Beginning in the early 20th century, many funeral homes published practical guides, or "yahrzeit memoranda," to assist Jewish families in "solemnizing" the occasion. The Directors of the Riverside Memorial page wrote that "If you give us the name and date of the death of your departed, we will be glad to prepare and mail, without charge, a table showing the Hebrew date of the Yahrzeit for the next five years and a candle."

According to Jenna Joselit, much like yizkor and kaddish, the marking of a yahrzeit loomed large in American Jewry's collective ritual imagination. Through a small number of manageable and highly sentamentalized ritual activites, American Jews could experience, if only for a moment, the rhythms of sacred time. More to the point, yahrzeit ritualized a sense of family.

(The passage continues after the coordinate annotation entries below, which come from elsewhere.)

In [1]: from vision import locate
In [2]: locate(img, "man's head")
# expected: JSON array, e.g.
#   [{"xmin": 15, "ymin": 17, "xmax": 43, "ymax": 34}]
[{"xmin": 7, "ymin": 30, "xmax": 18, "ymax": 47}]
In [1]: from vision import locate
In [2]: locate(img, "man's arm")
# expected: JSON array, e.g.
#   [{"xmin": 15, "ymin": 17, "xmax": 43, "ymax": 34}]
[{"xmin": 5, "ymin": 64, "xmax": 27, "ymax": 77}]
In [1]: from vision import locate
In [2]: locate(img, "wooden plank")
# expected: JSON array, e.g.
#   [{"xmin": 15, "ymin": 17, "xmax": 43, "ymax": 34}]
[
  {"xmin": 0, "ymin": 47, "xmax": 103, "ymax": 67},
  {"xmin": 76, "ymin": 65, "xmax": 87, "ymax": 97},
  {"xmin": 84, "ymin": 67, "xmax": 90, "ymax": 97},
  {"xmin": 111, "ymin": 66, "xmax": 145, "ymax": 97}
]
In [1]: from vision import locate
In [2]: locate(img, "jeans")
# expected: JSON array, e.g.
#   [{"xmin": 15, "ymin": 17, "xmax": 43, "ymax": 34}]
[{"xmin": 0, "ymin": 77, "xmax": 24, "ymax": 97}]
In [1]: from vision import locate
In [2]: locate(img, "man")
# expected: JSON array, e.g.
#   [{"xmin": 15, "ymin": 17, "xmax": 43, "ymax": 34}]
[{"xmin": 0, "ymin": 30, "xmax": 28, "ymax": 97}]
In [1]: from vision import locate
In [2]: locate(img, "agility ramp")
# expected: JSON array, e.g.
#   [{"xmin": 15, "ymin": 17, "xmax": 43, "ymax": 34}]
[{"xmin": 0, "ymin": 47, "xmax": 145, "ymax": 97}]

The typical way of commemorating yahrzeit by the mid-20th century by those able to successfully ascertain the appropriate Hebrew date of death was to first congegate at the synagogue to say kaddish, then return home and light a memorial candle, or yahrzeit licht, a "time-honored" Jewish tradtion.

Themes/Ideas about Death from the Jewish Perspective
Many themes are threaded though each stage of Jewish mourning. The inevitability of death and the deathlessness of the spirit are expressed through the circular aspects of the funerary route and the contents of the Seudat havra-ah. The circular nature of life and death is reinforced through the repetition of the "ashes to ashes, dust to dust" theme found in the rites of burial. The words "ashes to ashes" represent the decomposition of the body and is seen as a natural return of the flesh to the Earth. The flesh is not important as it is the immortal soul which awaits the Messianic Age. These ideas should ease a mourner's grief. The Jewish perspective on death and mourning acknowledges the pain that accompanies losing a loved one. It is meant to give respect to a loved one's memory and to satisfy the mourner's need to grieve; all the while reminding them that the spirit of their loved one is eternal.

Special Circumstances
Minors under the age of 13 are not considered onen and not allowed to participate in the grieving process. It is thought that children do not understand death. In the deaths of children under 30 days and miscarriages the Tzidduk Ha'din is not recited. A bride and groom cannot observe shiva for the first seven days of marriage. Suicides are generally not mourned, unless a rabbi gives allowance because of uncontrollable depression. If a husband is missing, a wife may not demonstrate mourning, as that would be symbolic of her ability to remarry.